Nearly 4 in 10 (38%) NextGen investors also say they are more confident than before the events of the past two years regarding their retirement prospects, which is more than twice the number of Gen Xers (17%). For those who report that the pandemic has negatively impacted their retirement plans, 29% of NextGen estimate it will take a year or less to recover—in contrast, only 18% of Gen Xers say the same.

The Good and the Not-So-Good

One thing that’s changed the past two years involves the evolving needs of retirement savers, with each generation’s priorities shifting over time. While most Americans have put into place good financial behaviors and set practical post-pandemic priorities, Fidelity notes that inaction and cashing out too quickly are top problems. 

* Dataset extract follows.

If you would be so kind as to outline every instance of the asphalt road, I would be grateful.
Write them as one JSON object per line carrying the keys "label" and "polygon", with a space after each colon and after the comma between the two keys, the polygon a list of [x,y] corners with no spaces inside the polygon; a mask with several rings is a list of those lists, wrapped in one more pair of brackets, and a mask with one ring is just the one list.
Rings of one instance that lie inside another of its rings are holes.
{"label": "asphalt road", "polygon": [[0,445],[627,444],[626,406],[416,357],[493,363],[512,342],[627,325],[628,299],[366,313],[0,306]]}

According to the findings, 55% of NextGen investors say they put their retirement planning on hold during the pandemic, which is higher than the general population (41%). Moreover, nearly half (45%)  say they do not see a point in saving for retirement until things return to normal. 

And yet, waiting until the backdrop feels “safe” to make an investment in stocks has historically not been a good method of achieving future returns, Fidelity observes. Looking back at the performance of the S&P 500, an investor who missed out on just 30 of the best-performing days for the market since 1980 would have reduced their portfolio’s value by about 84%, compared to someone who remained fully invested, the firm notes. Consequently, 39% of Next Gen investors now plan to retire later than expected.

One of the more profound impacts of the pandemic is the rise of the Great Resignation, and 80% of Next Gen investors say they are now more determined than ever to focus on their passions and dreams. Yet, one out of five who quit opted to cash out of their 401(k), a move that could potentially have a longer-term negative impact.

“The fact that so many people who left their jobs as a result of the Great Resignation also cashed out of their 401(k)s may be cause for concern,” says Rita Assaf, vice president of Retirement at Fidelity Investments. “Taking money out of your retirement accounts completely should be avoided unless the immediate need is critical and there are no other options, not only because of the tax implications, but also due to the impact on your retirement nest egg.”

Older Generations Guilty, Too

Still, inertia is not just a problem reserved only for the young, according to the study. Among Gen Xers who say their retirement plans have been negatively impacted by the pandemic, 27% either estimate being four to five years away from getting back on track or admit they are completely off track. 

Drawing down too quickly on a retirement nest egg that was decades in the making also appears to be an area of concern. When asked, one in five respondents thought a financial professional would recommend a withdrawal rate of 10-15% of retirement savings every year, far above Fidelity’s suggestion to withdraw no more than 4-5% yearly. Surprisingly, this view was held by 20% of Gen Xers and 15% of Boomers. 

One increasing sign of the times is the emerging use of robo-advisors to help with retirement decisions, particularly among younger investors. According to the findings, 61% of NextGen investors say they like using a robo-advisor to help navigate their next steps, compared with 35% of the general population.

Fidelity’s study is based on a national online survey conducted Feb. 5–17, 2022, by Ipsos America among 2,622 adult financial decision makers with at least one investment account.